Sauf cas de force majeur, le retrait anticipé d’un associé coopérateur avant la fin de son engagement l'expose à des pénalités.  La Cour de Cassation vient de restreindre ces sanctions, réduisant un peu plus le droit des coopératives agricoles.

<em class="placeholder">Cave coopérative des Vignerons de Puisseguin Saint Emilion en Gironde, le 28 septembre 2017 durant les vendanges</em>
Dans une affaire concernant un vigneron, le Cour de Cassation a réduit de plus de 80% les pénalités demandées par la coopérative pour départ anticipé.
© Clara de Nadaillac

Un arrêt de la Cour de Cassation du 18 décembre 2025 vient de limiter les sanctions applicables par une coopérative agricole à un associé coopérateur défaillant qui ne livrerait pas jusqu’au terme de sa période d’engagement.

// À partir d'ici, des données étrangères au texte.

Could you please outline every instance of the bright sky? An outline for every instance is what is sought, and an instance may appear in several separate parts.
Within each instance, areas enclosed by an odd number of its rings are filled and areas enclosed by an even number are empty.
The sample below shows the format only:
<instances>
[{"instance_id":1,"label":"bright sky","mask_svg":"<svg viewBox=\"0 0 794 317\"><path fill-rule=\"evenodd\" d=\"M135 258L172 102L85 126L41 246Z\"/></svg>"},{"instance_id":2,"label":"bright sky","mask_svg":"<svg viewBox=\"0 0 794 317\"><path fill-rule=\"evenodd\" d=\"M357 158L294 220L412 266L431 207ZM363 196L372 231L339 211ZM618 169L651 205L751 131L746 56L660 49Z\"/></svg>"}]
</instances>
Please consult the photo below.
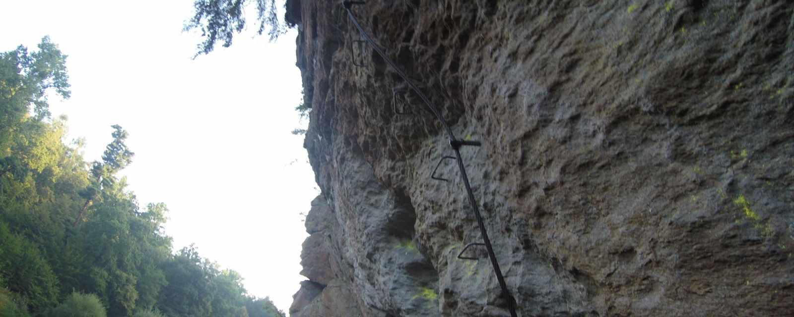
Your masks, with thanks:
<instances>
[{"instance_id":1,"label":"bright sky","mask_svg":"<svg viewBox=\"0 0 794 317\"><path fill-rule=\"evenodd\" d=\"M126 129L135 157L124 174L142 206L168 204L175 249L195 243L287 311L305 279L300 213L318 193L303 138L290 133L306 125L294 110L295 31L268 43L252 23L191 60L200 40L182 26L193 0L0 2L0 52L48 35L68 55L71 98L51 110L87 139L86 159L101 158L110 125Z\"/></svg>"}]
</instances>

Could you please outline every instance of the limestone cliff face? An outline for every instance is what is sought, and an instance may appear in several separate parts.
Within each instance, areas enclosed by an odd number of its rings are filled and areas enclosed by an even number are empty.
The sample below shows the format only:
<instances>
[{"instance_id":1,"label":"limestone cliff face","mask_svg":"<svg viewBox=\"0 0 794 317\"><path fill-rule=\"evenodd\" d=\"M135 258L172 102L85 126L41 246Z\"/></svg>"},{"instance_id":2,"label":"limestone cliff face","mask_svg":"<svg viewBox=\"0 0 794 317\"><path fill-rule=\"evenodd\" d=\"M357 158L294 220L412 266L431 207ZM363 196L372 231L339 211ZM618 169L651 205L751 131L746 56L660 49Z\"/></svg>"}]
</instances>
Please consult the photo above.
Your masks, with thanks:
<instances>
[{"instance_id":1,"label":"limestone cliff face","mask_svg":"<svg viewBox=\"0 0 794 317\"><path fill-rule=\"evenodd\" d=\"M457 258L482 238L456 166L430 178L438 123L371 48L353 65L340 1L287 10L322 191L291 315L509 315L487 257ZM519 315L794 315L792 2L354 11L483 142L463 155Z\"/></svg>"}]
</instances>

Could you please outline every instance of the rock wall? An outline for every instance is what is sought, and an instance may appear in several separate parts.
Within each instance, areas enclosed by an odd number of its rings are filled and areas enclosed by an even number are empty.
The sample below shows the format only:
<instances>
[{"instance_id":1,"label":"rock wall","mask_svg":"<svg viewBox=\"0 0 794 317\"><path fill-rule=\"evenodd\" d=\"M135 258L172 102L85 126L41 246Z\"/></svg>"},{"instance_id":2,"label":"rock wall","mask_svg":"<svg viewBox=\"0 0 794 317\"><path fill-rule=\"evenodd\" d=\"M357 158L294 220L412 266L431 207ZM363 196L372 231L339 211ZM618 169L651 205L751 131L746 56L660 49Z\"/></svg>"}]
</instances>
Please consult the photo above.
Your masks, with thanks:
<instances>
[{"instance_id":1,"label":"rock wall","mask_svg":"<svg viewBox=\"0 0 794 317\"><path fill-rule=\"evenodd\" d=\"M464 159L519 315L794 315L792 2L353 8L483 142ZM438 122L352 56L341 2L287 10L322 192L291 315L509 315L487 256L457 258L481 237L455 165L430 178L453 153Z\"/></svg>"}]
</instances>

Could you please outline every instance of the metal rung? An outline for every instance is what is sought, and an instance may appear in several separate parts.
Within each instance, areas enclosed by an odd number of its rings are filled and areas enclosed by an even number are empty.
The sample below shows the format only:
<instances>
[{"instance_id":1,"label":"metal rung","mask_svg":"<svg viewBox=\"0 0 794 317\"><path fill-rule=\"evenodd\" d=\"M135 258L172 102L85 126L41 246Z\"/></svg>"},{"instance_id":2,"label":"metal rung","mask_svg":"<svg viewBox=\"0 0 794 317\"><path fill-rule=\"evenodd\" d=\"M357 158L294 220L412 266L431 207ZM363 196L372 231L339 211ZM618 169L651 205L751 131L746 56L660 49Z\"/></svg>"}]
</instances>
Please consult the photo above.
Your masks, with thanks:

Dans cette affaire, pour des raisons de santé, l’exploitant agricole avait cessé de livrer sa cave coopérative, trois années avant la fin de son engagement et cédé son exploitation à un repreneur qui ne voulait pas de ses parts sociales. Ses problèmes de santé n’étant pas impromptus, il ne pouvait pas revendiquer la "force majeure" pour s’exonérer de ces pénalités ; comme d’ailleurs un exploitant qui partirait à la retraite.

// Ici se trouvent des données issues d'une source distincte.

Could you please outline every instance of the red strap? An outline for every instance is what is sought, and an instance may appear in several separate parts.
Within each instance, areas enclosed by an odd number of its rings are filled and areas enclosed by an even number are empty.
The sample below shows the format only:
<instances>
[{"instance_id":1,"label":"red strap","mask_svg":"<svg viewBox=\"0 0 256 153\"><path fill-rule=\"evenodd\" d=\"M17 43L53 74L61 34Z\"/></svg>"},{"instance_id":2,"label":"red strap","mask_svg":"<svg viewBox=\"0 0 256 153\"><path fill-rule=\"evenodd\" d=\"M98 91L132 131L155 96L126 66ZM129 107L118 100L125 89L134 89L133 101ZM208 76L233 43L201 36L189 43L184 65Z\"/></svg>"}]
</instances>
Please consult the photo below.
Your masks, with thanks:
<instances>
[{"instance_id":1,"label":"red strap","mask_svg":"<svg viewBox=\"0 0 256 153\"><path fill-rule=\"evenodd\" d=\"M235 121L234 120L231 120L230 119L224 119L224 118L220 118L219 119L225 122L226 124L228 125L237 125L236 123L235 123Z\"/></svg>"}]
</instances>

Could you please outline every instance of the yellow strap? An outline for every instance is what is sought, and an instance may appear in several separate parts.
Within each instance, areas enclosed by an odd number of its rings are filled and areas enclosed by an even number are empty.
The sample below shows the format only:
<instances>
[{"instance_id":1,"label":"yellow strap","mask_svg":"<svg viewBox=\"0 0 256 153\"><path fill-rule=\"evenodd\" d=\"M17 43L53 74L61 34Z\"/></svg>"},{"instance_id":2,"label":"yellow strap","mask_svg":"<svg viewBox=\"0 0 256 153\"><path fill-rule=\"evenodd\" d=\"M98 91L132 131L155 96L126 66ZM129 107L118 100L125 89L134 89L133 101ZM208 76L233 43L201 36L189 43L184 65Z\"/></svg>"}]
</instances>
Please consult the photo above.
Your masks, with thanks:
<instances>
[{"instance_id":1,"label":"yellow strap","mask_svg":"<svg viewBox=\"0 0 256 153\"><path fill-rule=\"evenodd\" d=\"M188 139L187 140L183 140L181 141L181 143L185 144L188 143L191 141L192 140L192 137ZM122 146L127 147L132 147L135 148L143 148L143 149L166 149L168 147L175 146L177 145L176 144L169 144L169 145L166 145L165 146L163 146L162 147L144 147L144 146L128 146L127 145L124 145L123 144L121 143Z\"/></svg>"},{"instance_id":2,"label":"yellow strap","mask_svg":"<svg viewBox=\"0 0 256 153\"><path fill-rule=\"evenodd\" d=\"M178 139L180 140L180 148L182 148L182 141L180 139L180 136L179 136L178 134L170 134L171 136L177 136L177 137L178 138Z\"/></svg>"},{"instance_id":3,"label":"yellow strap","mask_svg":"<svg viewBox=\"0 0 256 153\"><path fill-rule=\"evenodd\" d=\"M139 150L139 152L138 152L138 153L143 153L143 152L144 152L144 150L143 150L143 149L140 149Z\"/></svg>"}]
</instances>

En application de l’article R522-3 du code rural et des statuts*, la cave coopérative lui réclamait trois pénalités classiques qui figurent dans les statuts types des coopératives et donc reprises par la majorité des coopératives. À savoir :

 

  • une participation aux frais fixes, au titre de la mutualisation des frais fixes entre associés coopérateurs ;
  • 10 % de la valeur des volumes non livrés, au titre du manque à gagner pour la coopérative. Les 10 % correspondant à la marge de la coopérative ;
  • le remboursement prorata temporis de la subvention à la plantation, dont il avait bénéficié des années auparavant.

 

Une nouvelle déconvenue pour le droit des coopératives agricoles

Ces sanctions sont légales, étant contenues dans les statuts auxquels le coopérateur avait adhéré, donc prévues par le droit des coopératives agricoles et contractuelles. Elles ont néanmoins été considérées par la Cour de Cassation comme "manifestement excessives au regard du préjudice subi" par la coopérative.

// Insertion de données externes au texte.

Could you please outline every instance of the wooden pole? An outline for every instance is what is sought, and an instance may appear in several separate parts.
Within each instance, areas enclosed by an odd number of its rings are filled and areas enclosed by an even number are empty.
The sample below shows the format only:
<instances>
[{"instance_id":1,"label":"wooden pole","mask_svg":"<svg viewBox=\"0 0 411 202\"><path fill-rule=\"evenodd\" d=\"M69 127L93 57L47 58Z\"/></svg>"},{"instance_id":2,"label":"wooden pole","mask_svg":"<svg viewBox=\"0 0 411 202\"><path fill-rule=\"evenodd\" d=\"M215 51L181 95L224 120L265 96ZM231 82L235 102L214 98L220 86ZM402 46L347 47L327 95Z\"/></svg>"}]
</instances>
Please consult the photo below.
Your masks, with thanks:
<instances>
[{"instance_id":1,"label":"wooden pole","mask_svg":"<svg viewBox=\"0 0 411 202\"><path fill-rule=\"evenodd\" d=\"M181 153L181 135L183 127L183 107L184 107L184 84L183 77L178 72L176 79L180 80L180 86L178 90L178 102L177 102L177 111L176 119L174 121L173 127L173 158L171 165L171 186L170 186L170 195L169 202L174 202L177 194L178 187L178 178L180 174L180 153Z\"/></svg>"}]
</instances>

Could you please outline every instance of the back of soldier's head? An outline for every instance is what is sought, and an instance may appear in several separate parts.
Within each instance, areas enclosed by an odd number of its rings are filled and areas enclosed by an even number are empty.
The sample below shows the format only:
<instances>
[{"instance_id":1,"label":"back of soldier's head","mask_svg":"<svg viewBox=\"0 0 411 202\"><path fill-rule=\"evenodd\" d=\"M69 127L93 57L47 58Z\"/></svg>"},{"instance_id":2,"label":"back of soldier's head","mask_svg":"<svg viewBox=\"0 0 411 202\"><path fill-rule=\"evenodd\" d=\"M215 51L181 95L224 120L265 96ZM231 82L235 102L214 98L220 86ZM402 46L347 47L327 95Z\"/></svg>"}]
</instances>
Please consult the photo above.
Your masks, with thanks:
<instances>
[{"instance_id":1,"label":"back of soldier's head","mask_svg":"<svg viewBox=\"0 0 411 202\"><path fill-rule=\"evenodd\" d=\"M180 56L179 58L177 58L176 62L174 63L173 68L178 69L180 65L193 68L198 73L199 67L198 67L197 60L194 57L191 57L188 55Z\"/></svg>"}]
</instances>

En effet, pour restreindre cette pénalité, la Cour de Cassation a estimé que le préjudice de la coopérative était moins important que ces pénalités puisque la cave avait enregistré cette année-là un résultat bénéficiaire en progression de 5 % par rapport à l’année précédente. La Cour n'a donc pas tenu compte du manque à gagner de la coopérative ni des charges assumées par les autres coopérateurs tenant leurs engagements.